1. Tlie transportation of passengers for hire in a taxicab upon the streets of a city is not an inherent right, but a privilege which the municipality, in the exercise of its discretion, may grant or refuse. Schlesinger v. Atlanta, 161 Ga. 148 (129 S. E. 861) ; Clem v. LaGrange, 169 Ga. 51 (149 S. E. 638, 65 A. L. R. 1361); 1-2 Huddy. Encyclopedia of Automobile Law, 407, § 187; 1 Blashfleid, Cyclopedia of Automobile Law and Practice, 225, § 331; 37 Am.

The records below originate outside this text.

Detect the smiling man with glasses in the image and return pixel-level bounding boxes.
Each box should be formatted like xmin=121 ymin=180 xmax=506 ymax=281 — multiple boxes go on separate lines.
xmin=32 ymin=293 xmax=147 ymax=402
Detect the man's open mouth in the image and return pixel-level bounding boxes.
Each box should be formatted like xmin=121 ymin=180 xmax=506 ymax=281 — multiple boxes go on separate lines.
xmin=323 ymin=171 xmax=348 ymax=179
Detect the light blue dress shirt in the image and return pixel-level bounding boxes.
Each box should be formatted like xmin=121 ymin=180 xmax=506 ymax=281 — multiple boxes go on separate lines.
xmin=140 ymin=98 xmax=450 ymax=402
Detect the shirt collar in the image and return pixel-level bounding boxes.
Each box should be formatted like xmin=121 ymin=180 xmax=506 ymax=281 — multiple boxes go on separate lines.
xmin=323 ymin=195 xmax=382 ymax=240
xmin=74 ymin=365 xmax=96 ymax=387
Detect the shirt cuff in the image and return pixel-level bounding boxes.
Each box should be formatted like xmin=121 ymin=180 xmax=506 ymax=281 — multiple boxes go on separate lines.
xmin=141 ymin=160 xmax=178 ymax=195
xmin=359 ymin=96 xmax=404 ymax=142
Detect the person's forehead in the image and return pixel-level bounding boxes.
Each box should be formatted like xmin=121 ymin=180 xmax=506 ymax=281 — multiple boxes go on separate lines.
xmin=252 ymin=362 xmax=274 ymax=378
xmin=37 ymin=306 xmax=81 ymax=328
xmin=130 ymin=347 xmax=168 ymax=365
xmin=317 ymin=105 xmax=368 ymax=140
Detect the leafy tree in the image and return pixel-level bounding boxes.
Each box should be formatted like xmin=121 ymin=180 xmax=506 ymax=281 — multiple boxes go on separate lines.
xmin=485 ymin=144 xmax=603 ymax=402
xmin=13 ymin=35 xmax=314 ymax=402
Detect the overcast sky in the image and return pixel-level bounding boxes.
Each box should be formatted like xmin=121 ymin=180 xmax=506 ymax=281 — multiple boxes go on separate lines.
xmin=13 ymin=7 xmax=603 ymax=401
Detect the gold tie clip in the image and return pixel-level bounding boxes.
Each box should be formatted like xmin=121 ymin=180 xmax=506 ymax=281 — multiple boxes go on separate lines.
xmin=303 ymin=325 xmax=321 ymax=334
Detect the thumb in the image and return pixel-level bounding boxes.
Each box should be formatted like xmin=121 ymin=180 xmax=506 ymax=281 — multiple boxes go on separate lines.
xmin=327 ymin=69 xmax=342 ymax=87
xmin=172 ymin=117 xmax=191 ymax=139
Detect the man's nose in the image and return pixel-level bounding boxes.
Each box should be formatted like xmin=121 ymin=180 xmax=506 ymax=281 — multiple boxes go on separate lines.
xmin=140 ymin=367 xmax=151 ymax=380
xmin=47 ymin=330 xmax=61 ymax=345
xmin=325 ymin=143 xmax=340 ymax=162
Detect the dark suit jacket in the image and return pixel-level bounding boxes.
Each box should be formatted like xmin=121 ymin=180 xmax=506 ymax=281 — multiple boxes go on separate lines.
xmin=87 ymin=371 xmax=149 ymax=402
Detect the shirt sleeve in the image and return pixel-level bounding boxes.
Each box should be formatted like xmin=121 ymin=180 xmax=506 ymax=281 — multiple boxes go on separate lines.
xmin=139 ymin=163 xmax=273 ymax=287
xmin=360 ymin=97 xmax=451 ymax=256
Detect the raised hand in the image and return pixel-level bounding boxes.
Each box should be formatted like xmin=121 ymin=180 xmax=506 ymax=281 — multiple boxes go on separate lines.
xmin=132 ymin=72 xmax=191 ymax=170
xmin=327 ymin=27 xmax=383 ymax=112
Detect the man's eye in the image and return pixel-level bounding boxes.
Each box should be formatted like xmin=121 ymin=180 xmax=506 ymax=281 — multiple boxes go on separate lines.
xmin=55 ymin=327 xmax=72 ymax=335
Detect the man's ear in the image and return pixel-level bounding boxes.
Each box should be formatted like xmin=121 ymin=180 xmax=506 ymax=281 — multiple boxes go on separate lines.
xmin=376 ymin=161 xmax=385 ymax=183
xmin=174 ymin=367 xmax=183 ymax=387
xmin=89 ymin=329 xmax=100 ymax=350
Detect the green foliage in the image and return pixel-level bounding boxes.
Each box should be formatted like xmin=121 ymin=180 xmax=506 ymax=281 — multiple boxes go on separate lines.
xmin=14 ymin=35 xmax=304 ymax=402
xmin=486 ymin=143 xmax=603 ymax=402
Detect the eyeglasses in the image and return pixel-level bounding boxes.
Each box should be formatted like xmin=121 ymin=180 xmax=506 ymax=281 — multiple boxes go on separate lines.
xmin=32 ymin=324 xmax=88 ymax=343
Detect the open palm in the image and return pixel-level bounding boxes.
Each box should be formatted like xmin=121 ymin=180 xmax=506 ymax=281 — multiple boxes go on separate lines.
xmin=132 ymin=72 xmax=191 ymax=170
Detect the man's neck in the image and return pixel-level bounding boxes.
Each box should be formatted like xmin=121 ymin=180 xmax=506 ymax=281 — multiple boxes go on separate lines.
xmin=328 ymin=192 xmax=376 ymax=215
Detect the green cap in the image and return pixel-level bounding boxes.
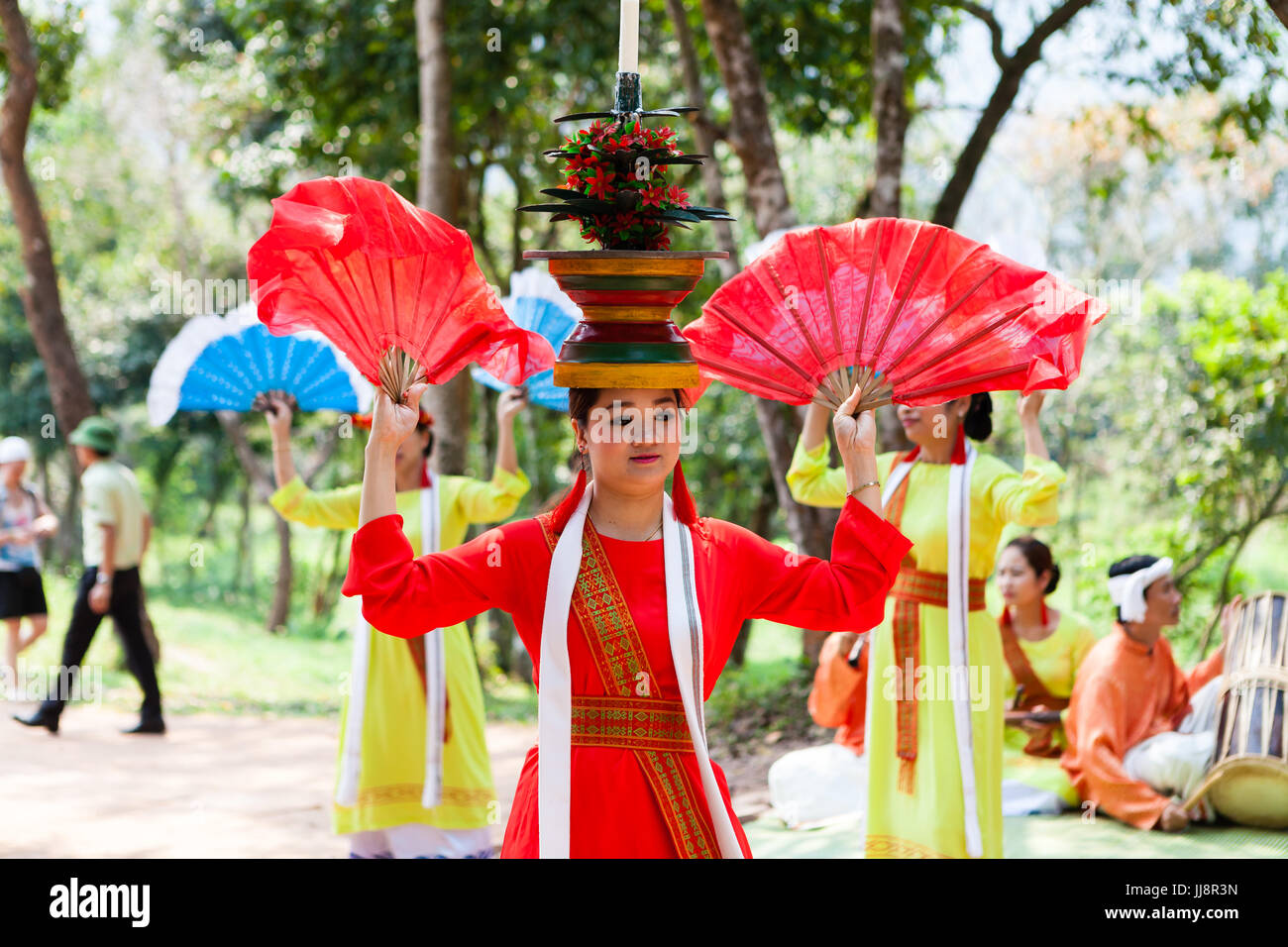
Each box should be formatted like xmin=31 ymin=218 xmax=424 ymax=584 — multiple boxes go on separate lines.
xmin=69 ymin=416 xmax=116 ymax=454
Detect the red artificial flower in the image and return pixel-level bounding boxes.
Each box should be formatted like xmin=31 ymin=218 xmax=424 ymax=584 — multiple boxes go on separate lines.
xmin=567 ymin=152 xmax=599 ymax=171
xmin=587 ymin=167 xmax=613 ymax=201
xmin=640 ymin=185 xmax=675 ymax=210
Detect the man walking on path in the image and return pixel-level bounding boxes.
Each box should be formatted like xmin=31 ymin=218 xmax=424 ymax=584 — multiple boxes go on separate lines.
xmin=14 ymin=417 xmax=164 ymax=733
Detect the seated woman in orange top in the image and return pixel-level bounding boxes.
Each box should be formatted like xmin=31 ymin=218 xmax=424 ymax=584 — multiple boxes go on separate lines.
xmin=769 ymin=631 xmax=868 ymax=827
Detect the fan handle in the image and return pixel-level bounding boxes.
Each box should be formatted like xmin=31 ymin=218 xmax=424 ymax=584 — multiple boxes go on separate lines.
xmin=376 ymin=346 xmax=425 ymax=404
xmin=812 ymin=366 xmax=894 ymax=416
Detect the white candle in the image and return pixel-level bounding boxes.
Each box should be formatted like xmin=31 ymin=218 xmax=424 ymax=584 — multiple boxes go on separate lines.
xmin=617 ymin=0 xmax=640 ymax=72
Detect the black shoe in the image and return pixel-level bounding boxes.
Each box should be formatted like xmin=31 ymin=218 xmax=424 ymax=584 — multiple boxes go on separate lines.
xmin=121 ymin=720 xmax=164 ymax=733
xmin=13 ymin=710 xmax=58 ymax=733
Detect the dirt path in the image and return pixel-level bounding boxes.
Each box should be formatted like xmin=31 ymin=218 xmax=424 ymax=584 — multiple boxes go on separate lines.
xmin=0 ymin=704 xmax=770 ymax=858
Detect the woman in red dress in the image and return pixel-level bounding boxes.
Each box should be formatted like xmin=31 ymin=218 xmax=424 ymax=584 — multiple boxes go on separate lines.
xmin=344 ymin=385 xmax=911 ymax=858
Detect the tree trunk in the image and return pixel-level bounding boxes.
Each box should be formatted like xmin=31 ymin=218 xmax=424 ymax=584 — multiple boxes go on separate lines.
xmin=1269 ymin=0 xmax=1288 ymax=26
xmin=695 ymin=0 xmax=796 ymax=237
xmin=666 ymin=0 xmax=742 ymax=279
xmin=0 ymin=0 xmax=94 ymax=434
xmin=931 ymin=0 xmax=1095 ymax=227
xmin=416 ymin=0 xmax=472 ymax=474
xmin=233 ymin=480 xmax=255 ymax=588
xmin=870 ymin=0 xmax=909 ymax=217
xmin=267 ymin=517 xmax=295 ymax=634
xmin=215 ymin=411 xmax=293 ymax=634
xmin=702 ymin=0 xmax=837 ymax=660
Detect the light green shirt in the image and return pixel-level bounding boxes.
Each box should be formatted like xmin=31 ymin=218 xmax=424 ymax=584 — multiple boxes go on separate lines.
xmin=81 ymin=459 xmax=146 ymax=570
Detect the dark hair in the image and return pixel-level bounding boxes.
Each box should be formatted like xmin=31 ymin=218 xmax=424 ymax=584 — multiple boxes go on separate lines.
xmin=962 ymin=391 xmax=993 ymax=441
xmin=1005 ymin=536 xmax=1060 ymax=595
xmin=1109 ymin=554 xmax=1158 ymax=621
xmin=568 ymin=388 xmax=688 ymax=427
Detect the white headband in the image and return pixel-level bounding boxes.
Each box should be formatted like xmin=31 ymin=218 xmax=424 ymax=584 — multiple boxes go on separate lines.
xmin=1109 ymin=557 xmax=1172 ymax=621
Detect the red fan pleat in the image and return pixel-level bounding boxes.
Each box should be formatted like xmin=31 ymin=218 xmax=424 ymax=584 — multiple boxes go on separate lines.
xmin=684 ymin=218 xmax=1105 ymax=408
xmin=246 ymin=176 xmax=554 ymax=396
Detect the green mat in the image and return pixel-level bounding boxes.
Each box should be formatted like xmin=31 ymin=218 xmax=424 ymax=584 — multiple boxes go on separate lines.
xmin=743 ymin=815 xmax=1288 ymax=858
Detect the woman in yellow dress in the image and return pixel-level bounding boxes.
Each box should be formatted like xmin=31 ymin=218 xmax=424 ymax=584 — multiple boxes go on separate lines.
xmin=995 ymin=536 xmax=1096 ymax=817
xmin=787 ymin=393 xmax=1064 ymax=858
xmin=267 ymin=389 xmax=531 ymax=858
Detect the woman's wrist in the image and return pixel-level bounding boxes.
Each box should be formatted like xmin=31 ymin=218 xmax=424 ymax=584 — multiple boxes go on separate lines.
xmin=842 ymin=450 xmax=879 ymax=491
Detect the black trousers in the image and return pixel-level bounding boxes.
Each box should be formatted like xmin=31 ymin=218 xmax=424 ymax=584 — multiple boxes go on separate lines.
xmin=40 ymin=566 xmax=161 ymax=721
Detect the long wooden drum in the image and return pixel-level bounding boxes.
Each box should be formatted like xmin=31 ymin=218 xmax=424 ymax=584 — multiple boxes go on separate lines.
xmin=1195 ymin=591 xmax=1288 ymax=828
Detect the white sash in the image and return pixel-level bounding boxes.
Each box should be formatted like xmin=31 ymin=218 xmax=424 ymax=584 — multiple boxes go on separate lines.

Jur. 535, § 22.

No. 15804.

May 16, 1947.

Rehearing denied June 12, 1947.

2. Where a city stipulates by ordinance, as here, the “conditions, regulations and restrictions” for the operation of a taxicab within the city, naming the requirements that must be met, and providing that it “shall be unlawful to operate or cause to be operated in said city any taxicabs unless a permit for the operation thereof shall have been first issued by the city council,” the city by such ordinance, instead of providing for the issuance of a permit, subject to the discretion of the governing authorities to be exercised at the time of the consideration of the application for a permit, thereby exercises and fixes its discretion as to licensing such transportation by making lawful the operation of a taxicab for hire upon the streets of the city by all persons who comply with the requirements of the ordinance, and entitles them to engage in such business. A denial of such a permit would amount to a denial of the equal protection of the law, and an applicant for such a permit can under the circumstances enforce his right thereto by mandamus. Schlesinger v. Atlanta, supra.

3. The petition — alleging compliance with all the requirements of the ordinance of the City of Athens for the operation of taxicabs for hire in that city, that the application of the petitioner for a permit was denied at a regular monthly meeting of the defendants, though no objection was made by anyone that he had not complied with the requirements of the ordinance, that such denial was without legal justification or excuse, was arbitrary, illegal and capricious and an abuse of discretion, depriving him of the equal protection of the law in violation of section 1 of the Fourteenth Amendment to the Constitution of the United States and of the impartial and complete protection of the law in violation of article 1, section 1, paragraph 2 of the Constitution of the State of Georgia, Code, § 2-102, and of due process of law in violation of article 1, section 1, paragraph 3 of the Constitution of the State of Georgia, Code, § 2-103, and that because of the denial of the said permit the petitioner is deprived of the right to pursue his chosen livelihood and suffers pecuniary loss for which he can not be compensated in damages — stated a cause of action for mandamus. Accordingly, the court did not err in overruling the general grounds of demurrer.

4. The special grounds of demurrer to certain allegations of the petition as being mere conclusions of the pleader are without merit, since such allegations are supported by the facts set out in the petition.

5. The answer of the defendants raised no issue of fact, and the judge was, therefore, authorized to apply the law to the facts instead of submitting the case to the jury. Harris v. Arnold, 161 Ga. 557 (1) (131 S. E. 363).

6. Under the law and the facts the court did not err in granting a mandamus absolute. Judgment affirmed.

All the Justices concur.

Rupert A. Brown, Carlisle Cobb, and Abit Nix, for plaintiffs in error.

F. C. Shackelford, JoimL. Green, and James Barrow, contra.